Ha I loved this poem. Prolonged showers as an occasion of sin Hilarious.We had little contact with priests in our convent...just as well it seems! The nuns told us that when dancing with a boy, pressing of the flesh body contact was an occasion of sin and that was why God created rock n roll:)
I like the idea of faded pressed flowers from whatever occasion....prom corsages, sweet peas and roses....the other day while cxleaning I found an envelope that had in it the remains of a sample of my mother's wedding cake..it had disintegrated! But this is a teen moment for real..
I can't even imagine what it must be like to be a hormonal teen trying to cope in 'religion class' with an obvious loony like that, but I agree, with Karin, that many good people share good things and work hard in that framework, so maybe that makes up for the batguano crazy ones. AFA the poem--the weight of the betrayal in that Bible could crush continents!

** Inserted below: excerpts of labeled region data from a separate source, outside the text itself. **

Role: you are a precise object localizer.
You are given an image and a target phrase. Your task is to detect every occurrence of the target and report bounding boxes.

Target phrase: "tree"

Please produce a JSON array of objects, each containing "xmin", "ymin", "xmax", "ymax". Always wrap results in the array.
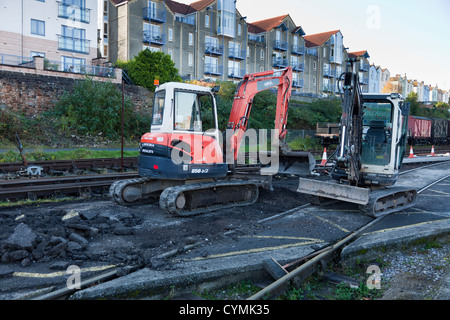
[{"xmin": 116, "ymin": 49, "xmax": 181, "ymax": 91}]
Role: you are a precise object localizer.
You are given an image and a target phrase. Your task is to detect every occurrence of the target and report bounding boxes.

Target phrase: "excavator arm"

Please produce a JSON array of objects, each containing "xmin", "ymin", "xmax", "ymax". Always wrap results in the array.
[{"xmin": 227, "ymin": 67, "xmax": 292, "ymax": 160}]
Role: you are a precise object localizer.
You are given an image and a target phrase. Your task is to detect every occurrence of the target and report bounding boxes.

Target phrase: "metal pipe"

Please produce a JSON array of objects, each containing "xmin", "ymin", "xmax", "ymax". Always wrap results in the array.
[{"xmin": 248, "ymin": 216, "xmax": 386, "ymax": 300}]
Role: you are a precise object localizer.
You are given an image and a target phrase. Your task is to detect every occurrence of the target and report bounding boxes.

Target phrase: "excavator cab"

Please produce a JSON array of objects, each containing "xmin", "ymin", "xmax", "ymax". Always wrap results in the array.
[{"xmin": 361, "ymin": 94, "xmax": 408, "ymax": 186}]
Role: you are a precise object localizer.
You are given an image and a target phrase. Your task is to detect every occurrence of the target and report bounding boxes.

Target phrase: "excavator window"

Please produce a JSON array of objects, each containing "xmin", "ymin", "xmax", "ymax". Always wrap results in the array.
[
  {"xmin": 152, "ymin": 90, "xmax": 166, "ymax": 125},
  {"xmin": 174, "ymin": 91, "xmax": 215, "ymax": 132},
  {"xmin": 361, "ymin": 102, "xmax": 393, "ymax": 165}
]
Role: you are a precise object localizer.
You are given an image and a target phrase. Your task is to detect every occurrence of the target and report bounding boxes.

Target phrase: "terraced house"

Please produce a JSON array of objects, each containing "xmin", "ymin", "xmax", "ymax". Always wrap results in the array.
[
  {"xmin": 0, "ymin": 0, "xmax": 97, "ymax": 72},
  {"xmin": 304, "ymin": 30, "xmax": 347, "ymax": 96},
  {"xmin": 109, "ymin": 0, "xmax": 247, "ymax": 81},
  {"xmin": 247, "ymin": 14, "xmax": 305, "ymax": 93}
]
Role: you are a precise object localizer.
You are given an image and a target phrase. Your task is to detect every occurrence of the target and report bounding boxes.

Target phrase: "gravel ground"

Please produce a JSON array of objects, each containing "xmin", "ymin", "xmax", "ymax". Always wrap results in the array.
[{"xmin": 381, "ymin": 242, "xmax": 450, "ymax": 300}]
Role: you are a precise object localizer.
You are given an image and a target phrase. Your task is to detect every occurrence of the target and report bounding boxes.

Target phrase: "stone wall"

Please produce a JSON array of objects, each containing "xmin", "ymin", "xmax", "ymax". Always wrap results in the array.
[{"xmin": 0, "ymin": 70, "xmax": 153, "ymax": 117}]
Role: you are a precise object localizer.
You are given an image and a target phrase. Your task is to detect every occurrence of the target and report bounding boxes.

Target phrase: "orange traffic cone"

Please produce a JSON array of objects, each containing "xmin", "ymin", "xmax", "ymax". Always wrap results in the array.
[
  {"xmin": 408, "ymin": 146, "xmax": 415, "ymax": 158},
  {"xmin": 320, "ymin": 148, "xmax": 328, "ymax": 166}
]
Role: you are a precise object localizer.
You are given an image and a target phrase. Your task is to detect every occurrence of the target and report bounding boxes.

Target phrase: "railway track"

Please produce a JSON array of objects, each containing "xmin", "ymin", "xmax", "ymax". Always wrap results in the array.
[
  {"xmin": 26, "ymin": 160, "xmax": 449, "ymax": 300},
  {"xmin": 0, "ymin": 173, "xmax": 138, "ymax": 200},
  {"xmin": 0, "ymin": 157, "xmax": 137, "ymax": 174}
]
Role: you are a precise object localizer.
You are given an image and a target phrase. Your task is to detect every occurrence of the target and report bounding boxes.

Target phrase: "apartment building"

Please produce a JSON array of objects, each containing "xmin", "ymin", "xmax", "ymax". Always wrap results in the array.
[
  {"xmin": 247, "ymin": 14, "xmax": 305, "ymax": 93},
  {"xmin": 0, "ymin": 0, "xmax": 97, "ymax": 72},
  {"xmin": 369, "ymin": 64, "xmax": 381, "ymax": 93},
  {"xmin": 109, "ymin": 0, "xmax": 248, "ymax": 81},
  {"xmin": 304, "ymin": 30, "xmax": 348, "ymax": 96},
  {"xmin": 349, "ymin": 50, "xmax": 370, "ymax": 93}
]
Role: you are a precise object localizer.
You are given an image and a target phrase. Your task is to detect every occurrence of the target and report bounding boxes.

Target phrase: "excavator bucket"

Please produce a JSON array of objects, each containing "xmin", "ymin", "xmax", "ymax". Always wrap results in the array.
[
  {"xmin": 261, "ymin": 151, "xmax": 316, "ymax": 177},
  {"xmin": 297, "ymin": 178, "xmax": 370, "ymax": 205}
]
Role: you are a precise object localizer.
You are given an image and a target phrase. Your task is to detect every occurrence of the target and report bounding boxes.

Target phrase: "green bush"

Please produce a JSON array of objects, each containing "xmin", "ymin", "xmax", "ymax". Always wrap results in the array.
[{"xmin": 54, "ymin": 78, "xmax": 141, "ymax": 139}]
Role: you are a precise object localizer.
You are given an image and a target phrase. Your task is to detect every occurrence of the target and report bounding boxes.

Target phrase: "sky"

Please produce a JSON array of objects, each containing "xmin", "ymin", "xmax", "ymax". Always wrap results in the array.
[{"xmin": 175, "ymin": 0, "xmax": 450, "ymax": 90}]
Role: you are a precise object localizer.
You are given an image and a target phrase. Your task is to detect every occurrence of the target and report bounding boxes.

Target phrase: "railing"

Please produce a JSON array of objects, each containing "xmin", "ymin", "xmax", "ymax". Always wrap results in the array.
[
  {"xmin": 291, "ymin": 45, "xmax": 306, "ymax": 55},
  {"xmin": 291, "ymin": 62, "xmax": 304, "ymax": 72},
  {"xmin": 248, "ymin": 34, "xmax": 266, "ymax": 43},
  {"xmin": 228, "ymin": 47, "xmax": 245, "ymax": 60},
  {"xmin": 44, "ymin": 59, "xmax": 116, "ymax": 78},
  {"xmin": 292, "ymin": 79, "xmax": 304, "ymax": 88},
  {"xmin": 142, "ymin": 7, "xmax": 167, "ymax": 23},
  {"xmin": 359, "ymin": 62, "xmax": 370, "ymax": 71},
  {"xmin": 175, "ymin": 15, "xmax": 195, "ymax": 26},
  {"xmin": 0, "ymin": 53, "xmax": 35, "ymax": 68},
  {"xmin": 272, "ymin": 57, "xmax": 288, "ymax": 68},
  {"xmin": 57, "ymin": 35, "xmax": 91, "ymax": 54},
  {"xmin": 142, "ymin": 30, "xmax": 166, "ymax": 45},
  {"xmin": 228, "ymin": 67, "xmax": 245, "ymax": 79},
  {"xmin": 323, "ymin": 68, "xmax": 336, "ymax": 78},
  {"xmin": 205, "ymin": 63, "xmax": 223, "ymax": 76},
  {"xmin": 58, "ymin": 1, "xmax": 91, "ymax": 23},
  {"xmin": 205, "ymin": 42, "xmax": 223, "ymax": 56},
  {"xmin": 273, "ymin": 40, "xmax": 288, "ymax": 51}
]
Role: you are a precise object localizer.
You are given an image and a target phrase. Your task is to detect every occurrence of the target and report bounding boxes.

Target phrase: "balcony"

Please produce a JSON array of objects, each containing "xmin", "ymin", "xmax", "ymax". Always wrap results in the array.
[
  {"xmin": 142, "ymin": 7, "xmax": 166, "ymax": 23},
  {"xmin": 291, "ymin": 45, "xmax": 306, "ymax": 56},
  {"xmin": 205, "ymin": 63, "xmax": 223, "ymax": 76},
  {"xmin": 205, "ymin": 42, "xmax": 223, "ymax": 56},
  {"xmin": 228, "ymin": 47, "xmax": 245, "ymax": 60},
  {"xmin": 292, "ymin": 79, "xmax": 304, "ymax": 88},
  {"xmin": 359, "ymin": 76, "xmax": 369, "ymax": 85},
  {"xmin": 359, "ymin": 62, "xmax": 370, "ymax": 72},
  {"xmin": 272, "ymin": 57, "xmax": 288, "ymax": 68},
  {"xmin": 142, "ymin": 30, "xmax": 166, "ymax": 45},
  {"xmin": 228, "ymin": 67, "xmax": 245, "ymax": 79},
  {"xmin": 57, "ymin": 35, "xmax": 91, "ymax": 54},
  {"xmin": 273, "ymin": 40, "xmax": 288, "ymax": 51},
  {"xmin": 58, "ymin": 2, "xmax": 91, "ymax": 23},
  {"xmin": 291, "ymin": 62, "xmax": 304, "ymax": 72},
  {"xmin": 323, "ymin": 68, "xmax": 336, "ymax": 78}
]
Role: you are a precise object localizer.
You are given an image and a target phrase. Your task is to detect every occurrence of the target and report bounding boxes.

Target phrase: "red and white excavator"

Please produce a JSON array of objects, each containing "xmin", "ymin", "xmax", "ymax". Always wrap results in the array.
[{"xmin": 110, "ymin": 67, "xmax": 315, "ymax": 216}]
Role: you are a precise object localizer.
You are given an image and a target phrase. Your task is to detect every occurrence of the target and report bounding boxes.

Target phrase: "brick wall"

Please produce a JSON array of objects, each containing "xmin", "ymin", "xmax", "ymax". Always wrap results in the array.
[{"xmin": 0, "ymin": 70, "xmax": 153, "ymax": 117}]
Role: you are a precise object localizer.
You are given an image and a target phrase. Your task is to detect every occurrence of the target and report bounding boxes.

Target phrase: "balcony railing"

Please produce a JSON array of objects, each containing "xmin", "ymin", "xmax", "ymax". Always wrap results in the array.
[
  {"xmin": 142, "ymin": 30, "xmax": 166, "ymax": 45},
  {"xmin": 292, "ymin": 79, "xmax": 304, "ymax": 88},
  {"xmin": 58, "ymin": 2, "xmax": 91, "ymax": 23},
  {"xmin": 273, "ymin": 40, "xmax": 288, "ymax": 51},
  {"xmin": 228, "ymin": 67, "xmax": 245, "ymax": 79},
  {"xmin": 323, "ymin": 68, "xmax": 336, "ymax": 78},
  {"xmin": 44, "ymin": 59, "xmax": 116, "ymax": 78},
  {"xmin": 58, "ymin": 35, "xmax": 91, "ymax": 54},
  {"xmin": 142, "ymin": 7, "xmax": 167, "ymax": 23},
  {"xmin": 359, "ymin": 62, "xmax": 370, "ymax": 71},
  {"xmin": 291, "ymin": 45, "xmax": 306, "ymax": 55},
  {"xmin": 205, "ymin": 63, "xmax": 223, "ymax": 76},
  {"xmin": 272, "ymin": 57, "xmax": 288, "ymax": 68},
  {"xmin": 205, "ymin": 42, "xmax": 223, "ymax": 56},
  {"xmin": 291, "ymin": 62, "xmax": 304, "ymax": 72},
  {"xmin": 228, "ymin": 47, "xmax": 245, "ymax": 60},
  {"xmin": 0, "ymin": 53, "xmax": 35, "ymax": 68}
]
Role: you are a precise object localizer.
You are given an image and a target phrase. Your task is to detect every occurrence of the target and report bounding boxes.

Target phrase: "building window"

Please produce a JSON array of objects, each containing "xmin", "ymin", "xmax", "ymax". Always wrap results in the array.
[
  {"xmin": 30, "ymin": 51, "xmax": 45, "ymax": 58},
  {"xmin": 31, "ymin": 19, "xmax": 45, "ymax": 36},
  {"xmin": 61, "ymin": 56, "xmax": 86, "ymax": 73}
]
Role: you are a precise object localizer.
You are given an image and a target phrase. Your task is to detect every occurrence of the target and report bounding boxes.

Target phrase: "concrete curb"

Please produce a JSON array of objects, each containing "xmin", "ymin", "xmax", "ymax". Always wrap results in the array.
[
  {"xmin": 70, "ymin": 243, "xmax": 320, "ymax": 300},
  {"xmin": 341, "ymin": 219, "xmax": 450, "ymax": 264}
]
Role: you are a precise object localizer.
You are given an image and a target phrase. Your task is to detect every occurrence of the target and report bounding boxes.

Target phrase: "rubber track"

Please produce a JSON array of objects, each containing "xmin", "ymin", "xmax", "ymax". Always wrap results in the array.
[
  {"xmin": 109, "ymin": 178, "xmax": 154, "ymax": 206},
  {"xmin": 159, "ymin": 180, "xmax": 259, "ymax": 217}
]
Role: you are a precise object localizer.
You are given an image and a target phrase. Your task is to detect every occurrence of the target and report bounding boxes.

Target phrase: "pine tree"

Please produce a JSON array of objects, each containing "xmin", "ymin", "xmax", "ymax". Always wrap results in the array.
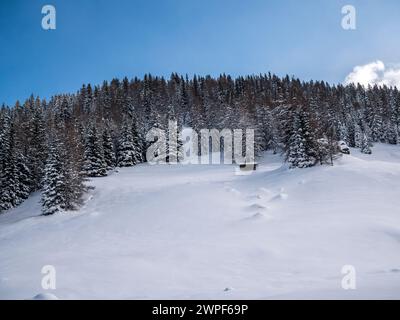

So well expressed and layered, Margaret--really impressive, and great connection to a pressed flower in the inkblot.
Aww! well that moment well, it was etched well enough to be warm
This is bittersweet, you give us enough detail to bring it to life. Nicely done.
Margaret, what a great poem! it does feel like a different style for you, and i really like it. like a rock n roll song, all wordy and story-tellingy. your story is totally universal, too, even in its details. love it, more please!
I love your poem. Made me remember my own times in Catholic High School. The priest who warned about touching our bodies in the shower!!!
It was an all girls school so there were no roses.
I really enjoyed reading this.
Beautiful remembrance of that incident. How different the feelings must have been the second-time round... Beautifully expressed. I liked it.
The stanza about stacking the books to press the flower made me smile. I remember doing that!
Oh, this is wonderful. I felt the burning...both of crush and passion, and then of embarrassment and misunderstanding. Wonderful.
Love the visual here, and these dry rose petals suddenly giving a heat sounds very magically....Powerful inspiration you had here, Margaret!
I went to Catholic school through 4th grade. We had a nun that would go on about sin if we girls talked too much in the restrooms. We were about 7 and had no clue what sin was.
What a cool story, and to find the memory wrapped up in the old Bible and dried rose petals. It is a great story poem. :-)
I love that repeating line and the way that you varied the caps to lower case...so effective...such a vivid spilling of memory. I enjoyed this, Margaret!
Love this, it had me smiling as I found myself remembering too.
Overlong showers? Seriously? And I thought cleanliness was next to godliness, and all that. Wild.
One of the reasons I hate moving is that I find all these mementos
and keep throwing things away that assist my memory. We had nuns and they ignored us pretty much.
I can't say that I can relate dear nevertheless, your precision in choosing the right words is stupendous ! What an emotional ambush! Faithfully Debbie
I remember pressing flowers from my first love. This poem took me back to those teenage years, loved it.